J'empoignais le petit mec par les cheveux et le bras, l'utilisant
dans la foulée comme un bouclier pour pousser les autres vers la
sortie. Tout en avançant, j'attrapais au passage un objet sur un
présentoir et l'enfournais dans ma poche. « Les gars, on vous a
gentiment demandé de sortir. Il est temps d'y aller. On ne veut pas de
vos histoires vaseuses. Quittez les lieux, c'est terminé. »
Le costaud baragouinait des insultes, enculé et tout le reste, mais
il était lui aussi chassé vers la porte, vu que je me servais du nain
pour repousser les autres. Le maigrichon bourré était furieux, avec un
regard d'assassin, mais maintenant que je savais qu'ils n'avaient pas
de flingue, aucun d'entre eux ne me faisait peur.
J'ouvris la porte principale et les jetais dehors où ils poursuivirent leurs invectives et leurs plaintes.

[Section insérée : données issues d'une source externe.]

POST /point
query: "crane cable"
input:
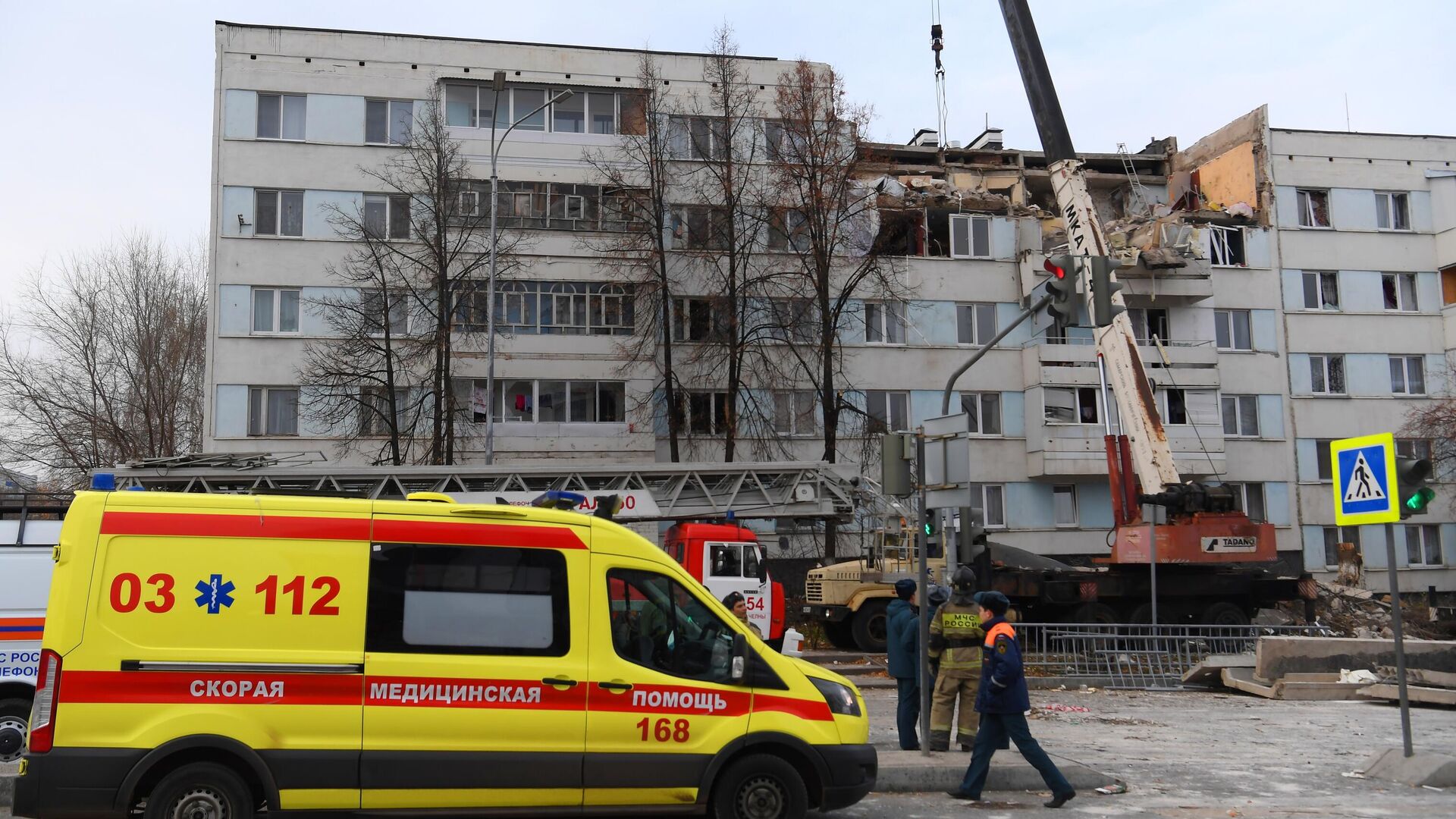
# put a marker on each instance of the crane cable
(937, 46)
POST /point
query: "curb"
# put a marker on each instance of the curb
(908, 771)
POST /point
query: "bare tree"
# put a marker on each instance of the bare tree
(104, 362)
(638, 181)
(419, 268)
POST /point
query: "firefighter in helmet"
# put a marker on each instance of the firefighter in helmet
(956, 639)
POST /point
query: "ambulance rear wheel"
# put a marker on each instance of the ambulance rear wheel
(761, 787)
(15, 713)
(202, 790)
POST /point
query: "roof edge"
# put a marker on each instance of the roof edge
(488, 41)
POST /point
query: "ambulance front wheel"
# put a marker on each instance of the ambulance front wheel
(202, 790)
(761, 787)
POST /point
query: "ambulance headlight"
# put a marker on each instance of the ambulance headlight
(840, 697)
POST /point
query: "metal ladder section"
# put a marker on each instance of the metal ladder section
(1139, 193)
(682, 490)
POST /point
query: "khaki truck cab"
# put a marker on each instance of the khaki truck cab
(212, 656)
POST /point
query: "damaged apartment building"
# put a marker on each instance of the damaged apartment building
(1288, 287)
(1285, 287)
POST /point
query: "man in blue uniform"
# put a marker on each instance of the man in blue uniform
(903, 653)
(1003, 703)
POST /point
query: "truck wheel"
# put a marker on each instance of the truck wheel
(1223, 613)
(870, 626)
(15, 716)
(761, 787)
(202, 790)
(840, 634)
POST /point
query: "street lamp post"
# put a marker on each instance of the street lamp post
(498, 83)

Alors que je cherchais à refermer la porte pour la verrouiller, le
costaud se ravisa et tenta de se rebeller. Il coinça son bras contre le
cadre de la porte et chercha à m'agripper à la gorge. Il voulait
m'étouffer et continuait de m'insulter pendant que ses amis
l'encourageaient dans son dos. « Pédé de gringo, je vais t'étrangler ma
salope ! » Il n'arriva pas à trouver une prise solide et je lui tordis
les doigts en arrière jusqu'à ce qu'il couine et relâche son
étreinte... mais avec l'autre main il m'envoya une droite sur le côté
du visage. Je ressentis un peu de douleur. Ses amis beuglaient, « Tue
ce connard, Poppy ! Vas-y, tue-le ! » Il m'envoya un autre direct et
comme j'étais toujours en train d'essayer de fermer la porte, je reçus
le coup en plein dans le nez. Cette fois ça me fit vraiment mal. Mon
nez pissait le sang. Les trois autres se moquaient et m'insultaient,
« Et paf ! Pédale de blanc, allez casse lui la figure ! »
Maintenant que je saignais du nez, je décidais
que se contenter de les pousser et refermer la porte n'était pas la
bonne solution. Alors j'envoyais balader le costaud un peu plus loin
dans la rue et je sortis à mon tour. Ses amis l'exhortaient, « Ouais,
Poppy va lui casser le cul, mec, t'es un homme mort! »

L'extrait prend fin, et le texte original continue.